In this example we keep the raw 2-feature input and leave the reservoir at 2 modes. A meaningful knob to vary is therefore the number of photons in the input state.

If you manually increase layer.n_modes, only the first encoded input modes receive phase shifters, while the extra modes remain available for the interferometer dynamics.

[16]:

SEED = 16
all_photons = [1, 2]
accuracies = {}
for n_photons in all_photons:
    np.random.seed(SEED)
    torch.manual_seed(SEED)

    X_train_reservoir, X_test_reservoir = make_reservoir_classifier_inputs(X_train, X_test)

    model = ML.ReservoirClassifier(
        in_features=X_train_reservoir.shape[1],
        out_features=2,
        n_photons=n_photons,
        concatenate=True,
        cache=True,
        seed=SEED,
        dtype=torch.float32,
    )
    model.layer.measurement_strategy = ML.MeasurementStrategy.probs(
        computation_space=ML.ComputationSpace.UNBUNCHED,
    )
    model.layer.n_modes = 4
    print(f"Circuit with {model.layer.n_modes} modes and {n_photons} photons:")
    pcvl.pdisplay(model.layer.circuit)

    metrics = train_reservoir_classifier(
        model,
        X_train_reservoir,
        y_train,
        X_test_reservoir,
        y_test,
        epochs=240,
        lr=0.02,
    )
    accuracies[str(n_photons)] = metrics['accuracy']

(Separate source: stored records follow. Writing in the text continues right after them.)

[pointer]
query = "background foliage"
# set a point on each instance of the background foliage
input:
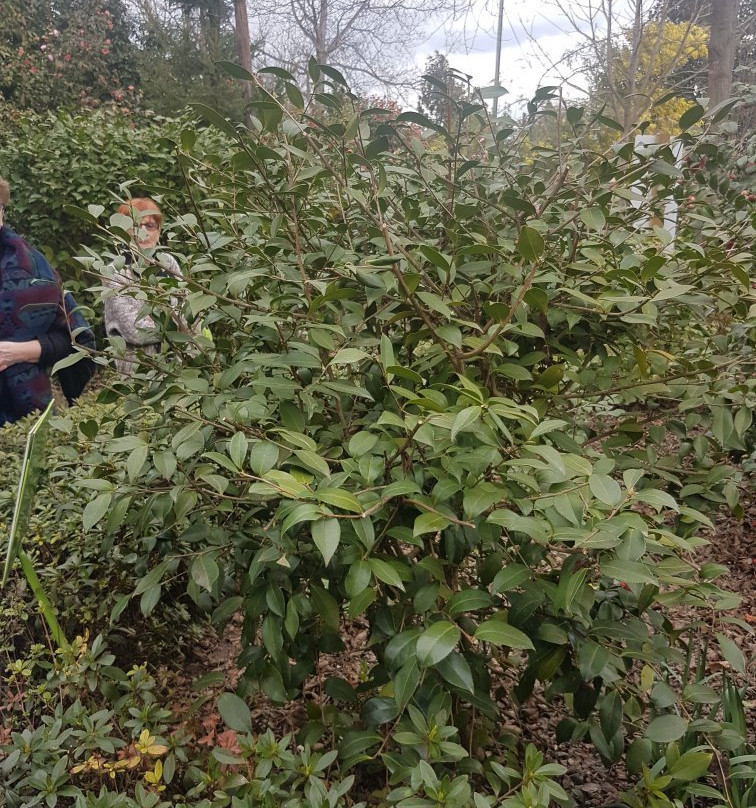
(465, 389)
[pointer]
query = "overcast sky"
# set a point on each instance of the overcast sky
(535, 33)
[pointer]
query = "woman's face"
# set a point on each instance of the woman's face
(147, 232)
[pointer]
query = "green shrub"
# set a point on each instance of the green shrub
(57, 162)
(470, 398)
(88, 578)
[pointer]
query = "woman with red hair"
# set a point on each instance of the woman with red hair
(124, 315)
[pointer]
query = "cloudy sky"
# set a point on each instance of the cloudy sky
(536, 34)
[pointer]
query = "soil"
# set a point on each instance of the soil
(588, 780)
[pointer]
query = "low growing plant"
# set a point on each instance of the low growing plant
(470, 391)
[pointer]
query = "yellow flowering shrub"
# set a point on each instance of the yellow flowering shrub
(664, 49)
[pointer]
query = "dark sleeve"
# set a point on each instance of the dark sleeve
(55, 345)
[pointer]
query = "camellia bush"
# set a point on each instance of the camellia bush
(473, 394)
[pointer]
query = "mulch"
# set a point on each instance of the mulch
(588, 780)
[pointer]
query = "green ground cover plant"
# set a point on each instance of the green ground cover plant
(466, 389)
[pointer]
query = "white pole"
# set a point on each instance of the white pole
(497, 77)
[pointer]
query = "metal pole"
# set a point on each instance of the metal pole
(497, 77)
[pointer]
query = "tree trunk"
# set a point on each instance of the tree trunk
(243, 49)
(723, 45)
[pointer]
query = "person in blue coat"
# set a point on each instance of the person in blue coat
(39, 325)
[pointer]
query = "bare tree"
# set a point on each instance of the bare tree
(370, 41)
(723, 45)
(631, 52)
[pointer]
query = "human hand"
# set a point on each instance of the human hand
(13, 352)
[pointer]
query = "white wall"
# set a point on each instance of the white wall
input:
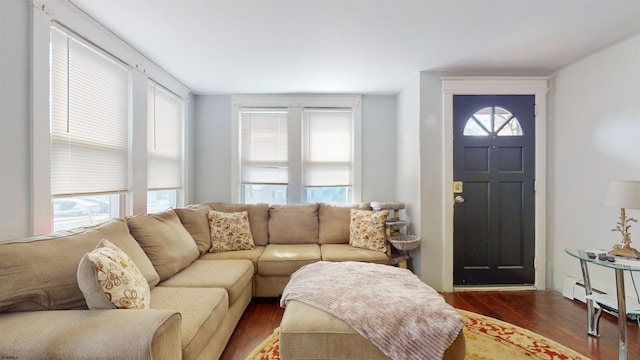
(212, 148)
(408, 166)
(15, 155)
(379, 148)
(594, 135)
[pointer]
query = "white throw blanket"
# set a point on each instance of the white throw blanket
(389, 306)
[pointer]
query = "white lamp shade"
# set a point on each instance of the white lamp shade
(623, 194)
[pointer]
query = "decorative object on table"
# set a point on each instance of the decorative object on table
(486, 338)
(401, 244)
(624, 194)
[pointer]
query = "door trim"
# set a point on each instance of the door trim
(481, 85)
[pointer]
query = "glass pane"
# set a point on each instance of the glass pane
(472, 128)
(512, 128)
(160, 200)
(71, 212)
(493, 120)
(264, 193)
(329, 195)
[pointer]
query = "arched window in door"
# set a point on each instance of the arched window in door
(493, 120)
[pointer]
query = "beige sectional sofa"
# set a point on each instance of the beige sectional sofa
(196, 297)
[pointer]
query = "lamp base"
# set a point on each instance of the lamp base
(627, 252)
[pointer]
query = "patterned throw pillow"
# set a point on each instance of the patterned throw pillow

photons = [int(k) for k in accuracies.keys()]
accs = [accuracies[k] for k in sorted(accuracies.keys(), key=lambda x: int(x))]

plt.figure(figsize=(8, 5))
plt.plot(photons, accs, marker='o', linewidth=2, markersize=8, color='blue', label='ReservoirClassifier Accuracy')
plt.scatter(photons, accs, s=100, color='blue', alpha=0.6)
plt.xlabel('Number of Photons', fontsize=12)
plt.ylabel('Test Accuracy', fontsize=12)
plt.title('ReservoirClassifier: Accuracy vs Number of Photons', fontsize=14)
plt.grid(True, alpha=0.3)
plt.xticks(photons)
plt.ylim([0.5, 1.0])
plt.legend()
plt.tight_layout()
plt.show()

print(f"\nAccuracy by photon count:")
for n_photons in sorted(photons):
    print(f"  {n_photons} photons: {accuracies[str(n_photons)]:.4f}")

Circuit with 3 modes and 1 photons:
Circuit with 3 modes and 2 photons:

../../../../../../../../../Users/cassandrenotton/Documents/projects/QML_project/fork-merlin/merlin/docs/build/html/0.4/.doctrees/nbsphinx/notebooks_QORC-basics_22_1.png


Accuracy by photon count:
  1 photons: 0.8021
  2 photons: 0.8125

Interpretation: the performance increases with the size of the Fock space.

9) Interpretation and next step

What to look for:

If ReservoirClassifier beats the simple reservoir, the fixed haar-random interferometer likely produced a better photonic feature map directly from the 2D input.
If a classical MLP still wins, that is normal on small toy data; the goal here is to validate the frozen-reservoir pipeline and evaluation protocol.

We invite you to:

repeat runs over multiple random seeds,
observe the sensitivity to n_photons, the measurement strategy, and the random seed,
replace synthetic data with a target dataset from your project,
richer readouts (ridge/logistic) and regularization.